Endangered New Zealand Bird Chooses Airport as Nesting Sanctuary, With Tall Fences to Keep Out All Their Predators
Over the last ten years, Hawley has estimated that she has seen 80 dotterels hatch on the taxiways of the country's busiest airport

Endemic to New Zealand, this sweet little bird is called the tūturiwhatu, or New Zealand dotterel, and though endangered, it has found a unique sanctuary where it can nest and feed in relative peace.

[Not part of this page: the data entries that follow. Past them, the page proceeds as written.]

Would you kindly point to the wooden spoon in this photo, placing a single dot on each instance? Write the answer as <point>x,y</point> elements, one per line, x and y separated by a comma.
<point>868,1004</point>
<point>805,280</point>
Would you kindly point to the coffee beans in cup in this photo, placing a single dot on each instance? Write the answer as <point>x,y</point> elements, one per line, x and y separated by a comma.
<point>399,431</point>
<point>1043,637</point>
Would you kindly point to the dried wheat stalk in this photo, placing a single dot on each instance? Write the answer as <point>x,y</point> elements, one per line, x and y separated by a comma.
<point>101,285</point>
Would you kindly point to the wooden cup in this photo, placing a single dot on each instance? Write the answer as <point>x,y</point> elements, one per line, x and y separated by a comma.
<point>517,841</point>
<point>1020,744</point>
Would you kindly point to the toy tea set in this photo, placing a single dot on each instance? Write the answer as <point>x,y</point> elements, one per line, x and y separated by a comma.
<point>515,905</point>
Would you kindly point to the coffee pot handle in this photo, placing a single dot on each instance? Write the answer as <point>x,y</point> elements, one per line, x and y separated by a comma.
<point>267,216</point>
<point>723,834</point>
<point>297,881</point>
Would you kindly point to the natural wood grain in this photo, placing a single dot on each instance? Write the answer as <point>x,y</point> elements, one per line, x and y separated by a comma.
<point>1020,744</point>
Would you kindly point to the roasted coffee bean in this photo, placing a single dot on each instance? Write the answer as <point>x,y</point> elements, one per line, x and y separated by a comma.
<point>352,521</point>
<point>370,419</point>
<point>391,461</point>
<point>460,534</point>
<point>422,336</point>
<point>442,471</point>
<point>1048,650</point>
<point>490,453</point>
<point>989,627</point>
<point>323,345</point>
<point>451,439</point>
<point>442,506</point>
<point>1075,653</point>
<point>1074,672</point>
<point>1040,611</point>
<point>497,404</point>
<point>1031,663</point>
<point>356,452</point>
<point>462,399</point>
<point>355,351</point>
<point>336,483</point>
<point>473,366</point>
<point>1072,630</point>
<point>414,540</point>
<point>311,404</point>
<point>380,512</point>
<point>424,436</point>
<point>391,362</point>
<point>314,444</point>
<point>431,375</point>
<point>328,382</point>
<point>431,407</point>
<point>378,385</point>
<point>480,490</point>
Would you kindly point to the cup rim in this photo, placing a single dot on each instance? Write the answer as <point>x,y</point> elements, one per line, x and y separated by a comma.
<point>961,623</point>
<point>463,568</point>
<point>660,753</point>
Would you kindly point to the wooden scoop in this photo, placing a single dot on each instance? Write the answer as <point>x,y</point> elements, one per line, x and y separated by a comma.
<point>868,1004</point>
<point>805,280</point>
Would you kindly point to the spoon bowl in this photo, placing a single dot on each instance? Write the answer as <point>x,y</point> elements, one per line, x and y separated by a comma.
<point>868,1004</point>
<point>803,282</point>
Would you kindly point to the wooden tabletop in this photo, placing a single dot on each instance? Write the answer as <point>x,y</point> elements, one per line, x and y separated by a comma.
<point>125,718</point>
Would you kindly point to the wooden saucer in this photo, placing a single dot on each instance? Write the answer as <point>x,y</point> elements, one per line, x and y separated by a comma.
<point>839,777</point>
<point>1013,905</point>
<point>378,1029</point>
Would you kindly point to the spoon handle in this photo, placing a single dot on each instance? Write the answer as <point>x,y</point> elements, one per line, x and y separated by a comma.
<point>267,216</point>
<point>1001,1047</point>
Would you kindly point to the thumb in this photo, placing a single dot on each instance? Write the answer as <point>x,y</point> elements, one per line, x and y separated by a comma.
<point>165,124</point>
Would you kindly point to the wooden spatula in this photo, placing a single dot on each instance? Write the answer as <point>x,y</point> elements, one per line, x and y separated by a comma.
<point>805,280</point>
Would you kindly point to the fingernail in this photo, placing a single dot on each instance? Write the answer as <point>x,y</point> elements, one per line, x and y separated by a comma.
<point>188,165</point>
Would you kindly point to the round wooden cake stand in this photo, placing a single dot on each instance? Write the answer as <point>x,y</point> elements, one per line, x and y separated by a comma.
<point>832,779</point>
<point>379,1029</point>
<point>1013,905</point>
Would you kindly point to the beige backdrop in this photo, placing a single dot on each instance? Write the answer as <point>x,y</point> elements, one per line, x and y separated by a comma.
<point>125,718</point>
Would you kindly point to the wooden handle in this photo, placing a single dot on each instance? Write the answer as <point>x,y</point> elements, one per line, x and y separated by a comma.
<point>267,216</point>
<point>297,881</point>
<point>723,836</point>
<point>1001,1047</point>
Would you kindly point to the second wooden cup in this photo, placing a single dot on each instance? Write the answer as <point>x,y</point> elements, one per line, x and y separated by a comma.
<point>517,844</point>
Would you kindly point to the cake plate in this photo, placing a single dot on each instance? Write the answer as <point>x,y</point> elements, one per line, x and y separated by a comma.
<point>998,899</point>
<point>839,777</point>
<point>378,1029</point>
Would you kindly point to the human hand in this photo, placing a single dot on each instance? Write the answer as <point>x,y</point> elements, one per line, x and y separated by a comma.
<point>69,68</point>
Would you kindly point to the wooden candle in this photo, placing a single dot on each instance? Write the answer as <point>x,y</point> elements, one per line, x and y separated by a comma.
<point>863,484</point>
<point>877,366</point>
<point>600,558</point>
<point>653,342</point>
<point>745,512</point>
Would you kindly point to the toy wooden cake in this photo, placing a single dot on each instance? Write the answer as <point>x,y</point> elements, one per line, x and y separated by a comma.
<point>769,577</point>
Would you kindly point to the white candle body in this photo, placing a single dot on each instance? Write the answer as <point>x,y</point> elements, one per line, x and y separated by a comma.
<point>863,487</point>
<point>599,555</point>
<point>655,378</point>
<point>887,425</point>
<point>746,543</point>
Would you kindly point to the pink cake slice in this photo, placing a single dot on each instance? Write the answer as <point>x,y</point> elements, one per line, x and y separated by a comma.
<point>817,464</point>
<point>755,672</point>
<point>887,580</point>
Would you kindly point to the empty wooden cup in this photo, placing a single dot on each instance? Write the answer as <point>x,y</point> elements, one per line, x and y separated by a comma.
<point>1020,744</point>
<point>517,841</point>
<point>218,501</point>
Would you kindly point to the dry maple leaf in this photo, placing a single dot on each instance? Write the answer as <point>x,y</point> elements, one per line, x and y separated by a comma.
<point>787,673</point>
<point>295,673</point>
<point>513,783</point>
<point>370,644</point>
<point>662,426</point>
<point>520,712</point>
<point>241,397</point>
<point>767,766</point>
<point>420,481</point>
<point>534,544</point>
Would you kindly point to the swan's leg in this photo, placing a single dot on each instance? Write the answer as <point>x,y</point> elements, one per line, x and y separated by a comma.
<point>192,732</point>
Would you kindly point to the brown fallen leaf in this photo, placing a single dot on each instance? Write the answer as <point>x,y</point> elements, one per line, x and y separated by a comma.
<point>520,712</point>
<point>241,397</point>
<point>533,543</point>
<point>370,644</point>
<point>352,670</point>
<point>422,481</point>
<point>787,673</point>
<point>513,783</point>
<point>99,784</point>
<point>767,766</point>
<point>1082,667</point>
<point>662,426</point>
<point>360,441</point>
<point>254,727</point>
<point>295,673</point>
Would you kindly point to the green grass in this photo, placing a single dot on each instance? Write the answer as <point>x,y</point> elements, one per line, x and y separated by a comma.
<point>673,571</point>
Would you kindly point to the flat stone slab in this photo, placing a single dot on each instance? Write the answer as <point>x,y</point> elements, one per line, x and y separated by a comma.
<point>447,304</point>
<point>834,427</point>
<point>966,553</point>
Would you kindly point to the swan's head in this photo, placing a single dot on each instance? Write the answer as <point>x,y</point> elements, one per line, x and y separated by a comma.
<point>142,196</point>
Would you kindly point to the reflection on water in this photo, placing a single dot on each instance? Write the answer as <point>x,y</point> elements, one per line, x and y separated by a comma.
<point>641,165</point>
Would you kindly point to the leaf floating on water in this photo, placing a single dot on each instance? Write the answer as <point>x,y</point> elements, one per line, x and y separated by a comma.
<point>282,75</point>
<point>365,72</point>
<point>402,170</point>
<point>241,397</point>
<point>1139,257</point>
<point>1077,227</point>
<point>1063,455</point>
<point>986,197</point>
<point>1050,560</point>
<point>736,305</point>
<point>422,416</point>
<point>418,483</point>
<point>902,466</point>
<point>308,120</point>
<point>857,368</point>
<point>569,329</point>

Relative, because it comes with a significant amount of noise pollution. It's the Auckland Airport, and 4 pairs of dotterel have been recorded in the green areas alongside the outer runways this year.

Even though anthropic elements are by and large the largest driver of species decline around the Earth, what can be an impediment to one species can be a sanctuary to another, and in the case of the Auckland Airport, wildlife manager Lucy Hawley said the high fences keep out the bird's invasive predators.

"This is very attractive to nesting dotterels and our airfield's become a real sanctuary for them," Hawley told RZN.com. "These tiny little birds take absolutely no notice of the giant planes moving all around them and have no issues setting up home right beside the taxiways."

Over the last ten years, Hawley has estimated that she and her groundskeepers have seen 80 dotterels hatch on the taxiways of the country's busiest airport. The parents typically arrive between November and December.

Over time the airport has taken time to work with professional wildlife biologists who have banded some of the birds in order to track their movements and nesting behavior.

The large gassy exteriors of airports can often play host to wildlife.

The San Francisco garter snake (Thamnophis sirtalis tetrataenia), which can grow to three feet in length, has skin that looks like a black canvas painted with racing stripes of bright orange and neon turquoise.

San Francisco garter snake-credit-Richard Kim: USGS Western Ecological Research Center

While the snake is mostly isolated around the San Francisco peninsula, they are thriving in numbers near the tarmac of the airport known as SFO.

A tract of 160 privately-owned acres has been put to work to save the beautiful reptile, including the construction of many small ponds where the snake can keep moist, breed, and hunt for its favorite prey: the red-legged frog—which is also endangered and given sanctuary on the SFO runway lawn.

Concerning the dotterel, there may only be 2,500 of them left in the country following years of egg predation from invasive creatures like stoats. Fortunately, the ground-nesting bird poses no risk to aviation and can live alongside the planes in relative comfort.

Hawley and her team use stakes to mark the nesting sites which can be practically invisible among the grass blades.

"We love doing our part to help this important species to breed," she said.